Nigeria’s House of Representatives has approved a plan to slash the price of cable TV services in favor of a pay-as-you-go (PAYG) model. They resolved to do this based on a House Committee report on the increase of subscription fees by broadcast digital satellite providers, including DSTV.
The House, in pleading with the Federal Government to implement the plan, said the plan would stimulate healthy competition in the entertainment industry. The absence of visible competitors, the House said, was tacit approval of a monopoly in the sector.
Leading operators including DStv, GoTV, and Startimes now face the possibility of being forced to reduce their prices and implement a model that may not work for Nigeria.
Why digital satellite providers have refused to implement PAYG
The Pay-As-You-Go or PAYG billing model, also called Pay-As-You-Watch, only charges subscribers when they are actively consuming television content.
Unlike present subscription services, the PAYG model isn’t periodic; what you watch at any given time is what you’re charged for. With Pay-Per-View, subscribers pay to watch a specific program only, and not the whole channel or bouquet.
Last year, Babatunde Irukera, the CEO of Nigeria’s Federal Competition and Consumer Protection Commission (FCCPC), notably questioned the viability of implementing PAYG in Nigeria, explaining that a false comparison was being made with how PAYG worked in the telecommunications sector.

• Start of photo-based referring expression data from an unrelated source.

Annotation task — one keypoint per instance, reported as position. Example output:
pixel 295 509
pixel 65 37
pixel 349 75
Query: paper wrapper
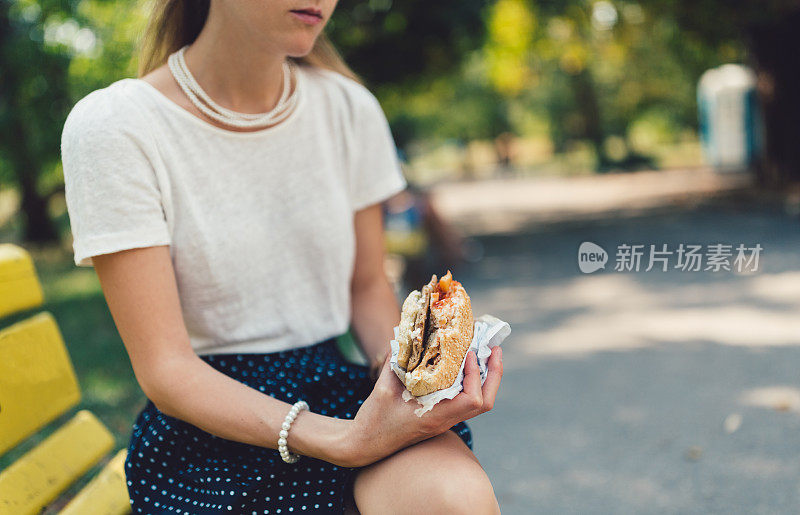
pixel 489 332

“What people are asking for in pay-as-you-go is when you turn on your television and you are watching, you pay. When you turn off your television and you are not watching, you don’t pay,” Irukera said.
“It is difficult because the content has been created, what you are paying for is access. How you use the access is entirely discretionary and up to you.”

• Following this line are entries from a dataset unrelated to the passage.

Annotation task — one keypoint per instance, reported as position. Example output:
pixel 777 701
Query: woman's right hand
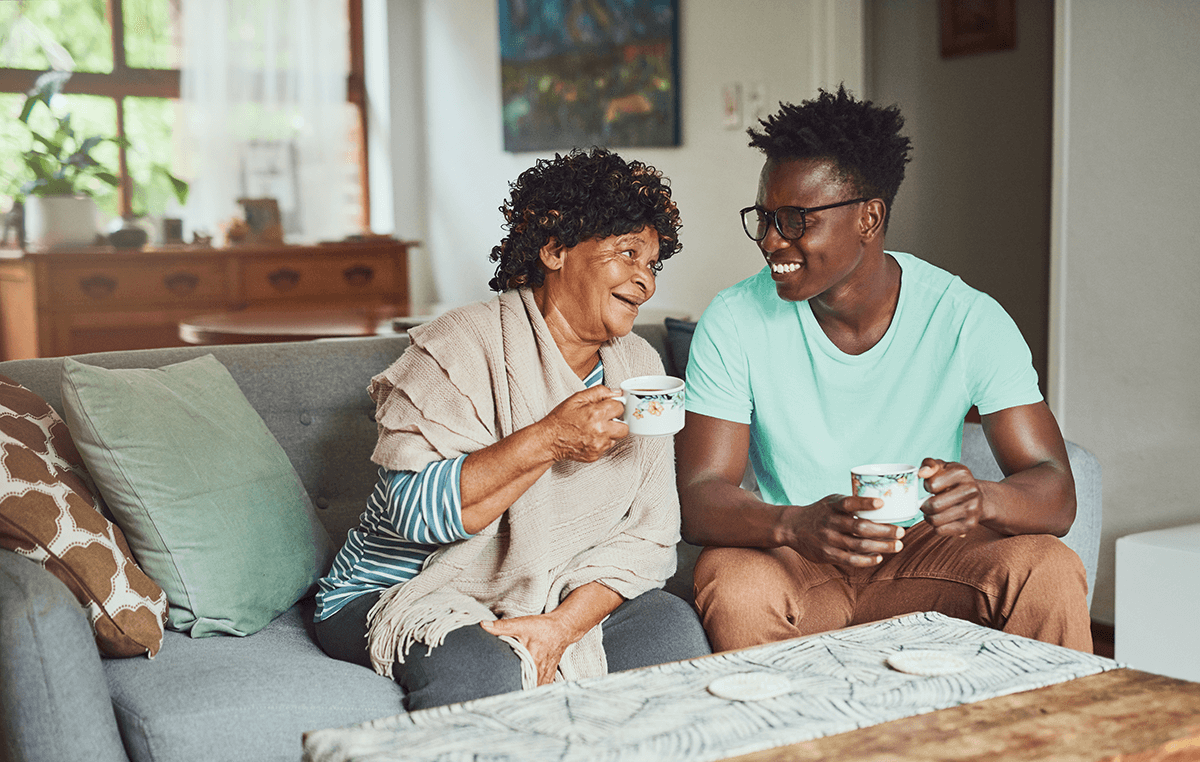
pixel 586 425
pixel 828 532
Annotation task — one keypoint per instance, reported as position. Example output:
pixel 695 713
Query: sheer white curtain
pixel 264 113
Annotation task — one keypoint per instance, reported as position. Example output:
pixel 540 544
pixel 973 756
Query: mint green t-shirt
pixel 815 412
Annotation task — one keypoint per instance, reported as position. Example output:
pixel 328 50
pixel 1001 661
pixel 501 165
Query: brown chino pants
pixel 1030 585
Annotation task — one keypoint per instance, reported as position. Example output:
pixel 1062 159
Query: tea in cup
pixel 653 405
pixel 895 484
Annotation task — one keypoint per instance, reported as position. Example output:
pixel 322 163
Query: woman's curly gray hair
pixel 580 197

Pay Tv operators have also pushed back.
In October 2020, the CEO of Multichoice, John Ugbe, appeared before the ad-hoc committee to explain why the Pay-As-You-Go (PAYG) and Pay-Per-View (PPV) models aren’t applicable in Nigeria.
Cable TV providers in Nigeria, as in other countries including South Africa, operate on subscription-based services where subscribers have access to a number of channels for a specific period. As Ugbe explained it, this involves a one-way system by satellite broadcasters that doesn’t enable them to view when subscribers are active, or when they’re away.
The PAYG billing model, however, requires a two-way system that the South African company doesn’t have.
“It is only in instances where there is two-way communication between the device at the subscriber’s home and the headend of the pay-tv service provider, which will enable the provider to determine when a subscriber is connected or not, that a billing system could be designed to take into cognizance the subscriber’s behavior,” Ugbe said.
StarTimes, on the other hand, implemented a flexible subscription plan where customers only pay for what they get, providing daily, weekly and monthly subscription offers to the public. While this is not a Pay-As-You-Go model, it does afford subscribers more control.
Previous tussles with the government
This isn’t the first time the government is considering regulating cable tv prices. Every time there’s been a hike in cable tv prices, Nigerians protest online.
In 2020 alone, DSTV raised prices twice in three months, blaming the hike on the federal government’s 2.5% VAT increase. Around the same time, StarTimes also jacked up its prices citing the same reason. The Chinese-owned media company said that they had affected the price change earlier in several other African countries including Burundi, Madagascar, and the Democratic Republic of Congo.
The price hikes which have been continuous over the years made the House of Reps, in March 2020, launch an inquiry into the activities of digital satellite providers. An ad-hoc committee led by Unyime Idem, a member of Nigeria’s main opposition party, was formed for the purpose.
In addition to price hikes, the government and operators also disagree on content exclusivity.
In 2014, the National Broadcasting Code and the Nigeria information Policy were pushed. While they are yet to be implemented, they include policies that ensure that a cable tv operator shares its exclusive content with other operators.
Between a hard rock and a hard place
If the Federal Government does implement the House of Reps’ plan, then cable tv operators may find themselves in a hard place.
They’ll either have to upgrade their systems, which will cost a lot and may affect tariffs, or stick with their present models and face sanctions.